Buku ini dipersembahkan agar turut memberikan iluminasi (pencerahan) pemikiran dan perilaku yang menjadi faktor penting bangkit dan bersatunya umat Islam di dunia menjadi satu umat khoriyah, umat yang memiliki izzah, seperti masa-masa lalu.

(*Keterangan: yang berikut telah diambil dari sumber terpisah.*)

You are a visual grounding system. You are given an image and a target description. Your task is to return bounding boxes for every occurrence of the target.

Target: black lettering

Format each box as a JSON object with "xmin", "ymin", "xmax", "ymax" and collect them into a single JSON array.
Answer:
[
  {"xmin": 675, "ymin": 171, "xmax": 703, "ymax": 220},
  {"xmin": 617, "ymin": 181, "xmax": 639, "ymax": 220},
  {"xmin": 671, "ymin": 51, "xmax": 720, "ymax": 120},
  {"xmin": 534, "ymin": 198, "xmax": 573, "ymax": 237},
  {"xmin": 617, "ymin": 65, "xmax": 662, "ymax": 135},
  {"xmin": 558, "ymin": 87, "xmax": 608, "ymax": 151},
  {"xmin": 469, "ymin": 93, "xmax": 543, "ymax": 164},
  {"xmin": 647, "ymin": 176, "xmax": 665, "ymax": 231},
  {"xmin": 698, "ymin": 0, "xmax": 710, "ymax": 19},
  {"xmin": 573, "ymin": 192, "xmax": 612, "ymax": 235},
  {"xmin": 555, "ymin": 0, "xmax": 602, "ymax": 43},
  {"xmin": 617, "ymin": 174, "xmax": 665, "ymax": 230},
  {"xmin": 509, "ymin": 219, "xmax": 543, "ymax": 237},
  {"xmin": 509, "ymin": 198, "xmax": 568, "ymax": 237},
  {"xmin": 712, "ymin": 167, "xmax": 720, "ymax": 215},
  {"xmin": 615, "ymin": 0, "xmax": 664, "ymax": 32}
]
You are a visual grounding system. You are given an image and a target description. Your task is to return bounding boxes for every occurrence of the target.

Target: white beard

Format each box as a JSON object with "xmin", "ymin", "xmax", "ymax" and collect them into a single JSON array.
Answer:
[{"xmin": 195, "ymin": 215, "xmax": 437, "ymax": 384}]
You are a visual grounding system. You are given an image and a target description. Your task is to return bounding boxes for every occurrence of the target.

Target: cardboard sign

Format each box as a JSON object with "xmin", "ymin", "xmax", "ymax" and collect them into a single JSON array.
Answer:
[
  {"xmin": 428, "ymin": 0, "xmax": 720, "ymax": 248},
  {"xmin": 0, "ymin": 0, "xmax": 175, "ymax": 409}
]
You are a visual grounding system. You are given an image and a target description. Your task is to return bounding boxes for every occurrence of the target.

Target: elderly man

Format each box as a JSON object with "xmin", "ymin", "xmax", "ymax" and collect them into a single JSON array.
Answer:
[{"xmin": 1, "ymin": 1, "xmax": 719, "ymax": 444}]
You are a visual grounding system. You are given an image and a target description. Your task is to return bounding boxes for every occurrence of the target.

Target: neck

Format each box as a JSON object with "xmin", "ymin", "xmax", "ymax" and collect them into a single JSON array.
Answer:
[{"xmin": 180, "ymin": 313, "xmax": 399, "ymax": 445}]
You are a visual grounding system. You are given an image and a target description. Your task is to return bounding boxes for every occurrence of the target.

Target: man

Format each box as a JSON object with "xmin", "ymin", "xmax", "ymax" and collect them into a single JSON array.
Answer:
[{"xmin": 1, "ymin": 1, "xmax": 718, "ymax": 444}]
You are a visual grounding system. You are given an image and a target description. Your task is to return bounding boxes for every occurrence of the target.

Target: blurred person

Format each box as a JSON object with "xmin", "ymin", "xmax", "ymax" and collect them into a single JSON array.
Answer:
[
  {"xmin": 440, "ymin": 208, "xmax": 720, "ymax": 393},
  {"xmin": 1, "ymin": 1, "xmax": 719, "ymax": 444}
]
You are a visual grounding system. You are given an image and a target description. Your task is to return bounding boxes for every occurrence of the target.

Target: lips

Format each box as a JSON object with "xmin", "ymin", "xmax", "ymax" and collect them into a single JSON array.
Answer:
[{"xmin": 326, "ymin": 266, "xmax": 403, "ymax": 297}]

Dan segala jenis puji bagi Allah swt. di awal maupun di akhir.
***
Muqoddimah
Persoalan qunut dalam syari’at Islam sebenarnya bukanlah persoalan prinsip melainkan persoalan furu’iyah. Namun, berangkat dari persoalan yang bukan prinsip ini sebagian umat Islam menjadikan qunut sebagai dasar mukholafah (berpecah belah) antara sesama mereka. Fakta ini tidak hanya terjadi pada masa sekarang saja. Di Cordova pada masa akhir Khilafah Islamiyah dahulupun mukholafah akibat ikhtilaf fil furu’ ini telah terjadi, mengesampingkan persoalan yang lebih besar, yaitu jihad, sehingga dengan mudah waktu itu Cordova diserbu oleh musuh.
Mukholafah pada masalah furu’iyah oleh sebagian umat Islam mengesankan agama Islam tidak jauh berbeda dengan agama-agama lain, khususnya Yahudi dan Nasrani di mana antara kelompok satu dan lainnya selalu berpecah belah dan tidak pernah bersatu. Seperti diketahui antara sekte-sekte Yahudi dan Nasrani selalu terjadi pengharaman beribadah di tempat ini dan tempat itu bahkan terjadi pertumpahan darah hanya akibat perbedaan persoalan yang remeh. Dalam Islam adanya berbagai madzhab malah menandakan bahwa Islam mengakomodasi pemikiran manusia, asal tidak keluar dari prinsip Aqidah Islamiyah. Dengan demikian Islam akan tampil elastis mampu mengikuti perkembangan zaman. Dikatakan oleh Prof. Dr. Sayyid Muhammad Alawi Al Maliki, bahwa:
Madzâhibu arba’atu laisat mutabâ’idatan
Madzhab empat (dalam Islam) tidaklah berjauhan.
Di Indonesia, khilafiyah furu’iyah tampak membentuk cultural barrier (penghalang, perintang dan kendala budaya) yang memisahkan antara kelompok-kelompok kaum muslimin. Tetapi, kini didapati fenomena yang mengembirakan dengan kesadaran baru untuk menghancurkan cultural barrier sedikit demi sedikit oleh generasi muda Islam yang mempunyai ghoiroh yang besar untuk membangkitkan Islam.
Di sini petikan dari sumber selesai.